LONDON.- Africas leading auction house,
Strauss & Co. is hosting their first official London private sale and loan exhibition dedicated to Alexis Preller this march. The public exhibition devoted to Missing Modernist Preller on view at Cromwell Place is timed to coincide with Growing Interest in the Missing Modernists of Africa. To be staged at Cromwell Place and open to the public from 5 to 10 March, the show comes hot on the heels of the artists retrospective at the Norval Foundation, South Africa. It is the first time works by Alexis Preller will be celebrated in London, even though the South African artist was in London at Westminster Art school, graduating in 1934.
Kate Fellens, Strauss & Cos, Business Development Director also has recently relocated to London and pledges to continue work in showcasing artists arguably often neglected outside Africa.
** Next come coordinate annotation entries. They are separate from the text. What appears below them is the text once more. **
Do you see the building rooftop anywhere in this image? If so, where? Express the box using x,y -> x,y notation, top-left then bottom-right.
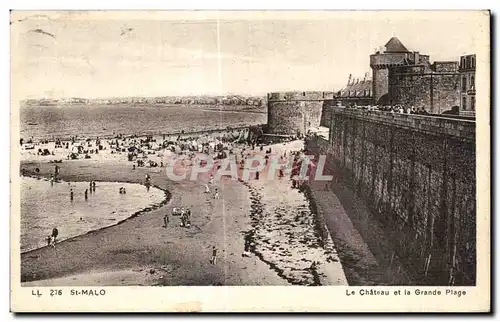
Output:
385,37 -> 410,53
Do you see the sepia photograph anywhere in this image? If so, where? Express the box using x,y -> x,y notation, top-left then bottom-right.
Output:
10,10 -> 490,311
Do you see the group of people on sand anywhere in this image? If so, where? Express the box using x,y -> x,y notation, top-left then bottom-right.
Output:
205,175 -> 219,199
46,228 -> 59,248
163,207 -> 191,228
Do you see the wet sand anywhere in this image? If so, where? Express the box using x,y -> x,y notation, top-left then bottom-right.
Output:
21,160 -> 288,286
21,137 -> 347,286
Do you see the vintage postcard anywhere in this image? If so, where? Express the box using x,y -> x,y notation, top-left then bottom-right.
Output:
10,10 -> 491,312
As collectors increasingly look to broaden their acquisitions, Strauss continues to offer great works of art from Africa at tempting prices, Kate Fellens commented. Due to the turbulent history of South Africa and across the Continent during the late 19th and early 20th centuries, there are many Missing Modernists whose work has not had the attention they deserve. It is with great excitement that we welcome Dr. Alastair Meredith, Head of Art Department & Senior Specialist to London in March who will share great insights about this Surrealist-inspired artists work. The available works in the exhibition will start at £30 000.
Alexis Preller (1911 1975) was a mid-century South African painter. Born in Pretoria and attended the Boys High School there. After completing school, Preller worked as a clerk before persuading his family to allow him to seek a future as an artist. In 1934 he set off for London where he met JH Pierneef, who advised him to enrol at Westminster School of Art. Returning to Pretoria, he held his first exhibition in 1935. In 1937 he went to Paris and studied art at Grande Chaumiere, under Othon Frieze.
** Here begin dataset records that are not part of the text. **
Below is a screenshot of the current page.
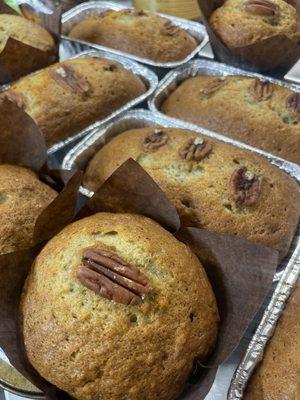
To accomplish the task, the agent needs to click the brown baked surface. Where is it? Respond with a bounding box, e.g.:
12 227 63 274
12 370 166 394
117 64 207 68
161 76 300 164
244 283 300 400
0 14 55 51
209 0 300 51
84 127 300 256
0 164 56 254
21 213 219 400
3 56 146 145
69 10 197 62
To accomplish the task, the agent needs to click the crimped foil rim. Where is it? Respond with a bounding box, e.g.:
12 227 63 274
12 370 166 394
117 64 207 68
62 0 209 69
148 60 300 163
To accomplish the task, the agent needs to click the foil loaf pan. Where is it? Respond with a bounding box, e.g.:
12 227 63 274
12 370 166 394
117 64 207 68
228 248 300 400
62 110 300 282
63 110 300 400
0 110 300 400
1 48 158 155
62 1 208 69
148 60 300 168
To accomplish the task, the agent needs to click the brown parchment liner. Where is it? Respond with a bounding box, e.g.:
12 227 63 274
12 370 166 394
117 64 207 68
0 159 278 400
198 0 300 74
0 0 61 84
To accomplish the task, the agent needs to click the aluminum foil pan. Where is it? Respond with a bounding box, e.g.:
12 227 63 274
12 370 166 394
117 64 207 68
148 60 300 161
62 1 208 69
228 250 300 400
62 110 300 282
1 48 158 155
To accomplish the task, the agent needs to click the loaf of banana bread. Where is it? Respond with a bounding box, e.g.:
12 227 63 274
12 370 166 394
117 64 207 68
84 127 300 257
1 56 146 146
69 9 197 63
161 76 300 164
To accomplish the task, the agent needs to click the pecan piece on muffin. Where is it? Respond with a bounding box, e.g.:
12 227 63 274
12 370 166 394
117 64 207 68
228 167 262 207
21 213 219 400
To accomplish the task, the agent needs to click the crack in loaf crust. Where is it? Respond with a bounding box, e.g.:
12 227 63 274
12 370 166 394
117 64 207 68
244 283 300 400
84 128 300 257
209 0 300 47
0 164 57 254
69 10 197 62
21 213 219 400
2 57 146 145
162 76 300 164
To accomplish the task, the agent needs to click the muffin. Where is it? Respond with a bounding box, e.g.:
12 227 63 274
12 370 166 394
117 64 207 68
0 14 56 83
0 164 57 254
161 75 300 164
244 283 300 400
1 56 147 146
68 9 197 63
20 213 219 400
84 127 300 257
209 0 300 48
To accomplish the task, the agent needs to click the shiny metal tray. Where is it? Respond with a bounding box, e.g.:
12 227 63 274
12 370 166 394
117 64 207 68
228 250 300 400
63 110 300 400
62 1 208 69
0 45 158 155
62 106 300 270
148 60 300 164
Over four decades he developed a beautiful and highly personal iconography drawn from Sub-Saharan African motifs and culture, early Renaissance imagery, and the hieratic traditions of Greece and Egypt, says Dr. Alastair Meredith. At various points his painting style relied on gentle Post-Impressionism, linear precision, and broad abstraction. His colour combinations were typically off-key and memorable.
While he worked in relative isolation on the outskirts of Pretoria, he was widely travelled and abreast with European modernisms. He might have had no official links to the Surrealist movement, but many of his meticulously recreated visions and dreamscapes have obvious Surrealist counterparts.
In 1954 he had settled on a farm near Hartebeespoortdam, designed by his friend Norman Eaton. In his last years the artist became increasingly open about his sexuality and was asked by the South African government to sit on its committee reporting on the welfare of homosexuals.